Another common method has involved gathering information through Hungarian citizens working within the EU institutional system. This is done either with their cooperation or by spying on them without their knowledge.
Son-in-law
The report also mentions a specific case of spying against the Brussels-based EU anti-fraud office (OLAF), who was at the time investigating the business of Viktor Orbán’s son-in-law, István Tiborcz.
OLAF's investigation into Elios, a company formerly partly owned by Orbán's son-in-law, was from 2015 to December 2017. The spying is believed to have taken place in Budapest.
Direkt36 revealed at the time how public tenders were tailored to Tiborcz’s former company. OLAF investigators travelled to Hungary on four fact-finding missions between 2015 and 2017 to gather information about the tenders that had been partly financed with EU funds.
"They talked a lot over the phone about the Elios case, for example," an insider told De Tijd. "The IH made recordings of those conversations and extracted information from them."
OLAF inspectors were also physically followed around Budapest. In some cases, the EU officials drove in circles to show that they were on to the spies. This report was confirmed to by several EU officials.
They also confirmed their belief that physical surveillance and eavesdropping has also happened in Brussels – not only of OLAF officials conducting investigations in Hungary, but also from other EU bureaucrats. The report also mentions the use of spyware against journalists, including the Hungarian ones undertaking the investigation.
Intelligence Online, a magazine specialising in spying and intelligence services, wrote in February last year that the Hungarian intelligence was then focusing its spying on EU policymakers in Brussels, in the context of EU funding that Budapest was after.
Now punishable
"An EU Member State should normally be a friendly environment," an EU official who knows the details of the spying activities, told De Tijd. "The system is not designed to deal with a situation where a member state becomes hostile."

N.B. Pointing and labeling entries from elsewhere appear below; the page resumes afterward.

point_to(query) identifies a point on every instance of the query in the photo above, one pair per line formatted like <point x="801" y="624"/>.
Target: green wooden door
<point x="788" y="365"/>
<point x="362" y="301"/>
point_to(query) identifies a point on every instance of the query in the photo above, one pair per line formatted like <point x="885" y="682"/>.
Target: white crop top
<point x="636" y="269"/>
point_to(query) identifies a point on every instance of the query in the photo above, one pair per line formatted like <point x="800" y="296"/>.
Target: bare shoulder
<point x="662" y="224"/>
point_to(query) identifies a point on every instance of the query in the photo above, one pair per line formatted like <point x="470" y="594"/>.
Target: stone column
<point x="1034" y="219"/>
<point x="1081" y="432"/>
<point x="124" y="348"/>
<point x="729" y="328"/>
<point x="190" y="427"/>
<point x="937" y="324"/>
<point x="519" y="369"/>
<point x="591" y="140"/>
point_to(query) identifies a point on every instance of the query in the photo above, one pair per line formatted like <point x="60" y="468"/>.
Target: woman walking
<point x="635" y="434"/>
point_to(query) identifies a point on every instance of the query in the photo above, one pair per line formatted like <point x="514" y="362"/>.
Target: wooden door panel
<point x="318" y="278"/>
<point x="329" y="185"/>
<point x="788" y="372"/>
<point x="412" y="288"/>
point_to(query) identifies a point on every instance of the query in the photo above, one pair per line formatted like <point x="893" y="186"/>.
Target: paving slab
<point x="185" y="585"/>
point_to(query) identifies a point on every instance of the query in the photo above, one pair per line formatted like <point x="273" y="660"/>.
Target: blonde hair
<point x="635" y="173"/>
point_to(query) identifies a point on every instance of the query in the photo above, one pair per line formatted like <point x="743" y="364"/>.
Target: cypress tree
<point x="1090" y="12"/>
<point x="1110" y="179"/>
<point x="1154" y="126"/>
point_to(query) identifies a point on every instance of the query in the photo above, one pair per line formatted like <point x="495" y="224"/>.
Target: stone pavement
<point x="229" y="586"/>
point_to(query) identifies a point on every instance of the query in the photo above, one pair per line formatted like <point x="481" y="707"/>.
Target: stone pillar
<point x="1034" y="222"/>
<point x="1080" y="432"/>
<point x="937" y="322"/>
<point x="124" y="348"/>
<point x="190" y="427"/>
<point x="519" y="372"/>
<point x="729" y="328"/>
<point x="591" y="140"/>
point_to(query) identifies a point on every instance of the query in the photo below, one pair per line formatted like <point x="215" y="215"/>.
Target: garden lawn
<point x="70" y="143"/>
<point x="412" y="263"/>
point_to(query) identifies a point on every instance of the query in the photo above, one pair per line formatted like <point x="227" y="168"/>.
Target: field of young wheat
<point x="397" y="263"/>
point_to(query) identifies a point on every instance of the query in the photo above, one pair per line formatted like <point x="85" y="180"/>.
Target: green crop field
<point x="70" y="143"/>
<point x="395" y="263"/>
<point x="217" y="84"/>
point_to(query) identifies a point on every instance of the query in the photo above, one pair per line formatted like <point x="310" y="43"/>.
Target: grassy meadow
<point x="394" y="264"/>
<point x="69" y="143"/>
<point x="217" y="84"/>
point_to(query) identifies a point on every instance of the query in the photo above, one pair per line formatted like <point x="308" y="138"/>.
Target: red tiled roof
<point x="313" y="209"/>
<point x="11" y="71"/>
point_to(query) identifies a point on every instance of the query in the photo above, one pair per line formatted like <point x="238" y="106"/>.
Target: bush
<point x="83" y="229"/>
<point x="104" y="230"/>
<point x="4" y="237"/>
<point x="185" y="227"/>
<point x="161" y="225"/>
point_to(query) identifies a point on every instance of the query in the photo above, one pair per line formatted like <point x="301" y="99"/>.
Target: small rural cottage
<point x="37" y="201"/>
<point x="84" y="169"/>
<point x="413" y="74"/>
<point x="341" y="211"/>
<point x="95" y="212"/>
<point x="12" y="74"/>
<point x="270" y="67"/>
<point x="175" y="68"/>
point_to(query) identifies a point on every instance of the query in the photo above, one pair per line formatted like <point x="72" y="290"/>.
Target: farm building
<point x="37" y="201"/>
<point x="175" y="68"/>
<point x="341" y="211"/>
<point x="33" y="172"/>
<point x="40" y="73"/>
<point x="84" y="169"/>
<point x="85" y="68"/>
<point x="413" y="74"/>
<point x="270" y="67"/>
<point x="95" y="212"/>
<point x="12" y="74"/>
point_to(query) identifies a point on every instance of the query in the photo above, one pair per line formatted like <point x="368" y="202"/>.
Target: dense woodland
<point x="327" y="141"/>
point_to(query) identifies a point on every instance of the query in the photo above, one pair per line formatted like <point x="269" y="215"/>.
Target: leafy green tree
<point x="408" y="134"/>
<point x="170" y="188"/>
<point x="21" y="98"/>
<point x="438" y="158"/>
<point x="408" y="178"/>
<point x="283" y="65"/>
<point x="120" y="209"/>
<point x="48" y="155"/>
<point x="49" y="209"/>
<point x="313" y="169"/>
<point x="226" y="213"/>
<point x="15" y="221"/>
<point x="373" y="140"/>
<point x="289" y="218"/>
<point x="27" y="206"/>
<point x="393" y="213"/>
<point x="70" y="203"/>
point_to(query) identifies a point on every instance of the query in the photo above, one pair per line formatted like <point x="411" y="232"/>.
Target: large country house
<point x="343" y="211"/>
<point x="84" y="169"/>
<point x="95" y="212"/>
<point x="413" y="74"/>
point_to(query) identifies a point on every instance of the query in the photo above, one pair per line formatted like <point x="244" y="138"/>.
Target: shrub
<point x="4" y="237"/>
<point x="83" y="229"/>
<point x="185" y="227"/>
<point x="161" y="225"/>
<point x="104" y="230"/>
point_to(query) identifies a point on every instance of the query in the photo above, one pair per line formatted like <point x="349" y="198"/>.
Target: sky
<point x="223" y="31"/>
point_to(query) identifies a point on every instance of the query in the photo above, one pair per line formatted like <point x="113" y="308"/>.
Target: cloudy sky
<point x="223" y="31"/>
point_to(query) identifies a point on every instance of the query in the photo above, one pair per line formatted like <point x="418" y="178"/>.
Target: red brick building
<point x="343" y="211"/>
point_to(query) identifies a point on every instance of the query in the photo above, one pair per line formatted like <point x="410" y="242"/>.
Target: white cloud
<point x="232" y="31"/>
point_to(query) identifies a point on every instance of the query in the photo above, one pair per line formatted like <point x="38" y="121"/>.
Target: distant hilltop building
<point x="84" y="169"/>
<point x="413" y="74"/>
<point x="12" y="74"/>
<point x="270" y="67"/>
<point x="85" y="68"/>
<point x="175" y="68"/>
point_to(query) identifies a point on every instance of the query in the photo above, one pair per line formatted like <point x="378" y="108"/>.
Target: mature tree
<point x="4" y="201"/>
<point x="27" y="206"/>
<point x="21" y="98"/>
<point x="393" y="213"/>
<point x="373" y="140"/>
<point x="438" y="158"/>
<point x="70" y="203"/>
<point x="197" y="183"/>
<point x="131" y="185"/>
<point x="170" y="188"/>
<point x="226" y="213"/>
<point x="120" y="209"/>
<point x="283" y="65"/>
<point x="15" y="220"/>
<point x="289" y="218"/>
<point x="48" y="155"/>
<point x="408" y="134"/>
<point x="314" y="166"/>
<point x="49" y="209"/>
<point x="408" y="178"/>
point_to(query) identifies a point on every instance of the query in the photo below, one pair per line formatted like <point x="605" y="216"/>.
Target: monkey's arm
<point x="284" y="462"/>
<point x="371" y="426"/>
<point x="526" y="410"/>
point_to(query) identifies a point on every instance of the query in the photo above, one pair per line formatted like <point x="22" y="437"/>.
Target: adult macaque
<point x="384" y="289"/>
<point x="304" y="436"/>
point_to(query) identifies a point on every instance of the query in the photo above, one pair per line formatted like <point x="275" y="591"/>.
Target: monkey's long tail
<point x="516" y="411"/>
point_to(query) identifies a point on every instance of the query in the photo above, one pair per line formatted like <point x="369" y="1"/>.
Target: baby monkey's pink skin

If a diplomat is caught spying in Belgium, State Security can ask the Ministry of Foreign Affairs to declare a them persona non grata.
While there is no record of this happening with a Hungarian official, State Security keeps an eye on any espionage and interference against the EU institutions, even if another EU member state were to engage in it.
Since April, such activities on Belgian territory have become explicitly punishable, with State Security needing to pass on its notes on foreign interference and espionage to the Public Prosecutor.
This is also why Qatargate case in the European Parliament was in the hands of Belgian security services for so long as an investigation – it was only after bribes were discovered that a criminal investigation become possible.
The new rules also sped up a criminal investigation to proceed more quickly in another dossier, the one of Russian interference in the European Parliament and fake news website Voice of Europe.